A day after police teams from Uttar Pradesh and Chhattisgarh engaged in a fracas to arrest the TV anchor, Ranjan through senior advocate Sidharth Luthra on Wednesday sought an urgent hearing on his petition from a bench comprising Justices Indira Banerjee and J K Maheshwari. He said the Raipur police is camping to arrest him and that if not protected he would face multiple arrests for a July 1 TV show which has been withdrawn and for which he and the channel have tendered unconditional apology.

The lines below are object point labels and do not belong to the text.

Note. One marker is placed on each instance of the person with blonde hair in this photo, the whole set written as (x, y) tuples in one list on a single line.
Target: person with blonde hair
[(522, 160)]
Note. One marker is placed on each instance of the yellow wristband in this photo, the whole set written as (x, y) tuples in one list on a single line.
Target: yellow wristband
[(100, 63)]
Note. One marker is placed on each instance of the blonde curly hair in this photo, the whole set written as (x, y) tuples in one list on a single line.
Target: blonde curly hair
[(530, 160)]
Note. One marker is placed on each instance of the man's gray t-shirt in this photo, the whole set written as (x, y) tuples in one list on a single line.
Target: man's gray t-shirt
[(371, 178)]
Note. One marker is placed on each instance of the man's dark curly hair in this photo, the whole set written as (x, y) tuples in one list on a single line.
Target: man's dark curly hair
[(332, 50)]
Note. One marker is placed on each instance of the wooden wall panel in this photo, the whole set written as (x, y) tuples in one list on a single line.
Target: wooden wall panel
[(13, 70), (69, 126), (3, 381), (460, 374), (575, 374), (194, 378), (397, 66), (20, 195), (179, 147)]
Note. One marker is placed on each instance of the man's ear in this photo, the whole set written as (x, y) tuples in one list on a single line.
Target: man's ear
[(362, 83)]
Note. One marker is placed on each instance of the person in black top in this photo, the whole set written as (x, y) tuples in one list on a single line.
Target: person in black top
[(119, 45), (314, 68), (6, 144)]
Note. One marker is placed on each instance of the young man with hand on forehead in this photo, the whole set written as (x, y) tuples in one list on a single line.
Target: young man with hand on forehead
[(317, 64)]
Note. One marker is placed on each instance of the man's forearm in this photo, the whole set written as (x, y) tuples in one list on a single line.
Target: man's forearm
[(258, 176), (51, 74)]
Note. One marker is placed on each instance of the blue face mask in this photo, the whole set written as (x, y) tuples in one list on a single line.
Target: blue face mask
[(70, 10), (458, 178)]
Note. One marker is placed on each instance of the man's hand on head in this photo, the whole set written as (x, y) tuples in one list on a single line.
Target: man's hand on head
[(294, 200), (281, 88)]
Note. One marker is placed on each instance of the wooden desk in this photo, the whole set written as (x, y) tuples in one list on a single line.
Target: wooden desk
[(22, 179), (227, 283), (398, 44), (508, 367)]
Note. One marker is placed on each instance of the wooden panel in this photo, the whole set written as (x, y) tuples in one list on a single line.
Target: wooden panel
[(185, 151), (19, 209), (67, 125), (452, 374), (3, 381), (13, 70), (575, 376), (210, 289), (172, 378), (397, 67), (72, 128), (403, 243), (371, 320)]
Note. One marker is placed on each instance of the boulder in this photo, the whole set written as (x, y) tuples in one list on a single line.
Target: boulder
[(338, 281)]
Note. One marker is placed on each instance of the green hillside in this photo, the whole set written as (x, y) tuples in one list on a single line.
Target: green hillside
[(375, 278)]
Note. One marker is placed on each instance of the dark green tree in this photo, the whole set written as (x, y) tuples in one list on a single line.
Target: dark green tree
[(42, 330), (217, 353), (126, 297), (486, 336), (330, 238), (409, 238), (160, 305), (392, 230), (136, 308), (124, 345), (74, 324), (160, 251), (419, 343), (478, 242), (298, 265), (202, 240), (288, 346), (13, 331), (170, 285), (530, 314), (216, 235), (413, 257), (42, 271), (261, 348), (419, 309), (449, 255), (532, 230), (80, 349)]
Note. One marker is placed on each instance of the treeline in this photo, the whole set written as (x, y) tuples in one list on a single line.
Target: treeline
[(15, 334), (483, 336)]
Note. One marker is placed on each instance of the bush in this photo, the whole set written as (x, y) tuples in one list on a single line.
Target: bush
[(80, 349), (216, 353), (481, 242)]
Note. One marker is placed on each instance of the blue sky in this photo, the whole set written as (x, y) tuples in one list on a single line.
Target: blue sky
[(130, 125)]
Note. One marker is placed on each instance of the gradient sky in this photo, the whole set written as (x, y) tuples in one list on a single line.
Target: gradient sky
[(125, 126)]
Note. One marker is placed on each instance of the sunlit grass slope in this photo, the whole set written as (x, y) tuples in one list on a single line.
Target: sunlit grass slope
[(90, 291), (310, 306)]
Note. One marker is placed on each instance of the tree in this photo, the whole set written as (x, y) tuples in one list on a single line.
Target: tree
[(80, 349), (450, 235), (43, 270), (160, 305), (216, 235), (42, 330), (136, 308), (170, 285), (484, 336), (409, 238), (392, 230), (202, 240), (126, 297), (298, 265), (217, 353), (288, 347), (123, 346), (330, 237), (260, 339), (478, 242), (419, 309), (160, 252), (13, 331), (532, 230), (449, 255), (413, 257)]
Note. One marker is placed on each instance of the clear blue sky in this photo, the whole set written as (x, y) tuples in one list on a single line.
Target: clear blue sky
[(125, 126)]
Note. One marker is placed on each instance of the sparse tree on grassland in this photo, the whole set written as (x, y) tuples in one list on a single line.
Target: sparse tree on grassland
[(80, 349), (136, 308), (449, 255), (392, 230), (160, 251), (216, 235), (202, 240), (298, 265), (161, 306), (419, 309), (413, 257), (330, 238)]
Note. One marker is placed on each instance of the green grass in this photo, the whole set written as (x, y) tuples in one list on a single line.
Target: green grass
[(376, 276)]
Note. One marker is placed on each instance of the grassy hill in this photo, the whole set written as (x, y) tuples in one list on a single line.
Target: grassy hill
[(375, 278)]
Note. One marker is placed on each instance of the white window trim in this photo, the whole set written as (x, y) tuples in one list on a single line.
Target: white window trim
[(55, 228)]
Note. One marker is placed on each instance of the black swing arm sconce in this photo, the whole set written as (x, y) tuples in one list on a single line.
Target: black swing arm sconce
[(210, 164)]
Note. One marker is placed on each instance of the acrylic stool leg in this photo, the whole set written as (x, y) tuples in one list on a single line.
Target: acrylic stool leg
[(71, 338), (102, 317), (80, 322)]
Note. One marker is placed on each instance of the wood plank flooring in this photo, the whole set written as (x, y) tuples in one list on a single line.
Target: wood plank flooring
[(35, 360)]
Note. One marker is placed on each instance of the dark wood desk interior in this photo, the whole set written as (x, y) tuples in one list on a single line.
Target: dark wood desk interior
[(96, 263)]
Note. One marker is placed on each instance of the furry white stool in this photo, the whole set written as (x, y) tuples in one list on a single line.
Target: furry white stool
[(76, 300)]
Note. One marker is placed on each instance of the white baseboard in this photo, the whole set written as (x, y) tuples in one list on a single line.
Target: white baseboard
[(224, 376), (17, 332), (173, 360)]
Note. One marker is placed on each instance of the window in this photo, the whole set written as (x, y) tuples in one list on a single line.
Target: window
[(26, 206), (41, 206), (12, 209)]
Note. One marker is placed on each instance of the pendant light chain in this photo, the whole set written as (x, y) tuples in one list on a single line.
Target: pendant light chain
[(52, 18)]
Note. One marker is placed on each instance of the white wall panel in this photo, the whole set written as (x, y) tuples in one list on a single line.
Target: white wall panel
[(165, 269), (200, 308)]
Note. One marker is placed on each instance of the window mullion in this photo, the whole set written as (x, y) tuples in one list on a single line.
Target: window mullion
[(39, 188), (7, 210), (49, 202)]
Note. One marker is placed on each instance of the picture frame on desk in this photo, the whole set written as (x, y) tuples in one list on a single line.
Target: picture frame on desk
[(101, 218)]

Ranjan's petition banks on the same precedential SC judgments which were relied upon by Sharma - T T Anthony and Satinder Bhasin, both ruling that a person cannot be subjected to multiple FIRs in several states for the same offence and that these can be clubbed at the place where first FIR is lodged. In Ranjan's case, the first FIR was lodged at Jaipur and he seeks clubbing of all FIRs there.
Sharma too had faced multiple FIRs across India for her allegedly blasphemous comments against Prophet Muhammad. But, her plea for clubbing of FIRs at Delhi, where it was lodged on May 28, had invited a barrage of questions from a bench of Justices Surya Kant and J B Pardiwala, the latter linking the comments to the murder of a tailor in Udaipur by two Muslims who took offence to his support for Sharma.
After hearing Luthra, the bench of Justices Banerjee and Maheshwari said, "List (the petition for hearing) on July 7, subject to curing of defects, if any. Ranjan in his petition said he is moving the SC under Article 32 of the Constitution "praying for quashing/clubbing of almost identical criminal complaints/FIRs filed across the country against him". He also pleaded for a stay of his arrest by any state police.
In his petition filed through Karanjawala & Co solicitors, the TV anchor said his show "inadvertently mis-attributed certain quotes and the error was immediately rectified." It will be interesting to watch the decision of the SC in this case, given its comments against Sharma last week.